Dem Rekurswerber entgeht aber, daß ein Verbot, die gegenständliche Liegenschaft zu veräußern oder zu belasten, deshalb nicht als zielführend anzusehen ist, weil das Eigentumsrecht des Zweitbeklagten bereits grundbücherlich einverleibt ist. § 382 Z 6 EO führt als Sicherungsmittel das gerichtliche Verbot der Veräußerung, Belastung oder Verpfändung von Liegenschaften oder Rechten, die in einem öffentlichen Buch eingetragen sind und auf die sich der behauptete oder zuerkannte Anspruch bezieht, an. Die angeführte Gesetzesstelle setzt somit voraus, daß das Recht, bezüglich dessen ein Veräußerungs- oder Belastungsverbot erlassen werden soll, im Grundbuch einverleibt ist. Das Eigentum der Erstbeklagten ist aber nicht grundbücherlich einverleibt, so daß Sicherungsmaßnahmen i S des § 382 Z 6 EO hinsichtlich der Erstbeklagten nicht mehr erlassen werden können. Auch das Schrifttum (Neumann - Lichtblau, Komm. zur Exekutionsordnung[3] 1195 f) und die Rechtsprechung (EvBl 1959/384) lassen zwar die Erlassung eines Veräußerung- und Belastungsverbotes i S des § 382 Z 6 EO noch nach der Veräußerung der Liegenschaft an einen Dritten, nicht mehr aber nach der grundbücherlichen Einverleibung ins Eigentum des Dritten zu. Soweit der Revisionsrekurs daher gegenüber der Erstbeklagten die Erlassung eines nach § 384 Abs 2 EO zu verbüchernden Veräußerungs- und Belastungsverbotes anstrebt, war ihm der Erfolg zu versagen.

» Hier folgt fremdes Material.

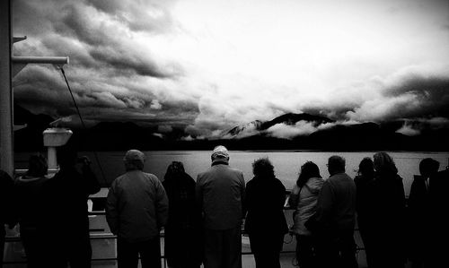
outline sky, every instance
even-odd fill
[[[131,121],[191,139],[306,112],[449,126],[446,0],[12,2],[13,35],[27,36],[13,54],[68,56],[89,125]],[[56,66],[30,65],[13,85],[34,113],[75,114]]]

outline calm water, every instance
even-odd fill
[[[173,161],[184,163],[187,173],[193,178],[197,175],[210,167],[210,153],[208,151],[145,151],[146,162],[145,170],[153,173],[158,177],[163,177],[168,165]],[[80,153],[83,154],[83,153]],[[104,178],[101,175],[98,163],[92,152],[85,153],[92,160],[92,168],[102,184],[110,183],[116,177],[125,171],[122,159],[123,151],[98,152]],[[321,176],[326,178],[329,173],[326,168],[327,160],[330,156],[338,154],[346,159],[347,173],[354,177],[360,160],[364,157],[373,157],[374,152],[326,152],[326,151],[230,151],[230,165],[243,171],[245,180],[252,177],[251,163],[254,160],[261,157],[269,157],[275,167],[275,173],[285,185],[286,188],[291,189],[297,178],[300,166],[306,160],[315,162],[320,168]],[[409,195],[413,175],[419,173],[419,161],[424,158],[433,158],[440,162],[440,169],[448,165],[449,152],[389,152],[394,159],[399,174],[404,179],[404,190]],[[16,154],[16,168],[26,169],[28,154]]]

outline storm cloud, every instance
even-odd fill
[[[19,0],[13,34],[28,39],[13,53],[68,56],[64,69],[91,122],[183,128],[191,139],[307,112],[338,124],[421,122],[399,130],[413,135],[447,126],[449,23],[443,2],[411,2],[322,4],[333,8],[327,13],[321,4],[289,1],[274,9],[269,2]],[[318,21],[317,12],[325,13]],[[358,24],[353,13],[363,14],[353,18]],[[267,22],[275,19],[279,25]],[[30,65],[13,90],[35,113],[75,112],[57,67]],[[267,133],[289,139],[328,126],[298,122]]]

Soweit der Antrag des Klägers, der auf keine bestimmte Gesetzesstelle Bezug nimmt, sich auf Sicherungsmittel i S des § 382 Z 5 EO erstreckt, steht der Erlassung eines nicht zu verbüchernden Verfügungsverbotes gegen die Erstbeklagte auch nicht der Umstand entgegen, daß das Eigentumsrecht des Zweitbeklagten ob der gegenständlichen Liegenschaft auf Grund des Kaufvertrages vom 24. Oktober 1968 grundbücherlich einverleibt wurde.

Dem Revisionsrekurs war somit aus den aufgezeigten Gründen zum Teil Folge zu geben und es war der angefochtene Beschluß im Ausspruch über die Erstbeklagte dahin abzuändern, daß zwar das beantragte Verfügungsverbot, nicht aber das Veräußerungs- und Belastungsverbot erlassen wird.